Time to Reckon with Insider Trading

News outlets have unleashed an avalanche of allegations of insider trading:

These articles heighten a sense to ordinary people that the system is rigged; they call for significant action, but major problems remain unattended.

Insider trading consists of buying or selling a security, being in possession of material, nonpublic information (MNPI) about the security, in breach of a fiduciary duty or other relationship of trust and confidence. The action is damaging whether one is the person who shared or “tipped” the information or the person who traded the securities based on the information. The trading can occur in the anticipation of “bad” news for a company, selling before the stock crashes, or it may coincide with the announcement of favorable news and a stock rising to new heights.

As executives and board members regularly are exposed to MNPI, the window of opportunity to trade their own shares without violating insider trading rules is narrow. So, the SEC adopted Rule 10b5-1 in 2000, which allows insiders of publicly-traded corporations to set up a trading plan – whereby the executive sells a predetermined number of shares at predetermined intervals –  to facilitate effective selling of personal shares of company stock.

Professor Daniel Taylor of the Wharton School at the University of Pennsylvania has done a deep dive into Rule 10b5-1, and his research has exposed some “cracks” in this system that are ripe for abuse. He and his colleagues reported on some “red flags” in January of 2021:

  1.  An archaic paper-filing system for sales from Rule 10b5-1 plans. A simple remedy is to make them digital and put on the SEC website through the EDGAR portal.
  2. Rule 10b5-1 requires no interval between the creation of a plan and its execution. A recent study found that more than one-third of the plans adopted in a given quarter saw an insider execute a trade before that quarter’s earnings announcement, avoiding considerable losses. A remedy to restore confidence would be to require a cooling off period of four to six months.
  3. Some insiders create Rule 10b5-1 plans to effect a single trade. Prohibiting this option makes for a reasonable remedy.
  4. Some insiders create multiple Rule 10b5-1 plans to run concurrently and cancel all but the most advantageous plans. Prohibiting a single person or entity to have more than one Rule 10b5-1 plan at a time would advance the credibility of the system.
  5. Currently, the Form 4 disclosures of insider trades lack relevant information. The date of plan adoption or modification provides greater transparency.
  6. Boards and/or compensation committees may not be giving sufficient oversight to the issue. The board or compensation committee should monitor executive stock sales.

(If you prefer a podcast, Taylor describes the issue here.)

In June, Chairman Gary Gensler acknowledged that “these plans have led to real cracks in our insider trading regime” and asked the SEC staff for recommendations on how to “freshen up” Rule 10b5-1. As well, the Investor-as-Owner Subcommittee of the SEC Investor Advisory Committee has released draft recommendations and discussed the topic at its September meeting.

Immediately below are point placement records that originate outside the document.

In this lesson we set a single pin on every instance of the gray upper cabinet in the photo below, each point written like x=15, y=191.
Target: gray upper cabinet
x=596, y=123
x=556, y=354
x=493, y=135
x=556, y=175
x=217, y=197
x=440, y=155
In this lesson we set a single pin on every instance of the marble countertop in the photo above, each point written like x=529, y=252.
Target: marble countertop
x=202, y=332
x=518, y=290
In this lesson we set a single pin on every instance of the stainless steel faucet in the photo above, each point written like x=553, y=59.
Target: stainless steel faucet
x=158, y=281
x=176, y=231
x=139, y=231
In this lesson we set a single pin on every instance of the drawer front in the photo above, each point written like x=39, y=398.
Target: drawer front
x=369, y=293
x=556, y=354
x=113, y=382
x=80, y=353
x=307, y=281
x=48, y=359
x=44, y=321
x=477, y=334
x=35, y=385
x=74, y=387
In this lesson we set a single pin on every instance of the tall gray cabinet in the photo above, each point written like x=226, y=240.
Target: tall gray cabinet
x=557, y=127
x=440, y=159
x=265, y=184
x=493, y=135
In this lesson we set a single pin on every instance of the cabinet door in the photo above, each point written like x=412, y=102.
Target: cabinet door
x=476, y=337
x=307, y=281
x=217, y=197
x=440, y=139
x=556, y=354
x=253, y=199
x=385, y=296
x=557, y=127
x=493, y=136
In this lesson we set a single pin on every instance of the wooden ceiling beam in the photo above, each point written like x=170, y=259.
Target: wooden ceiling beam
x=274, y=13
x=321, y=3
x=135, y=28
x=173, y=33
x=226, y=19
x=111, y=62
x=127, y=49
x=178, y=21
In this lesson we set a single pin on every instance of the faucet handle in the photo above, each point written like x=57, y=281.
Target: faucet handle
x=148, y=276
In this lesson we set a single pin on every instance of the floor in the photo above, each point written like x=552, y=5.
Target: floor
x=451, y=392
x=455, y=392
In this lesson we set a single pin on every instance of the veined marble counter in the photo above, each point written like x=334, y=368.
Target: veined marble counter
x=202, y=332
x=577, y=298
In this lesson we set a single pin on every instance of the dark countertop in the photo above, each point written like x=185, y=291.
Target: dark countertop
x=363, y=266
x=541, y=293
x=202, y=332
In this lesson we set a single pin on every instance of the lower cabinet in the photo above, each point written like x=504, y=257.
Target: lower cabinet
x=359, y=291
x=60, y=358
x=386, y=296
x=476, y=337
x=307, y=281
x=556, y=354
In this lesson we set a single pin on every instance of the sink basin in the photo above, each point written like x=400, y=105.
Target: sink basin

Even if the studies by Professor Taylor and his peers cannot determine with absolute certainty whether any insiders that avoided losses or otherwise achieved “market-beating returns” actually traded on the basis of MNPI misses the point; insider trades must not only be legal, they must also appear ethical. The current system allows for far too much ethical ambiguity and erodes basic trust in the common good.

“Effective governance is a pillar of sustainable companies,” according to Cindy Bohlen of Riverwater Partners. “Executive alignment with company success is a governance factor considered important by many investors, including Riverwater. It is imperative that insider trading rules allow executives to share in the success of the businesses they run, while at the same time ensuring they are not afforded preferential outcomes given their insider status.”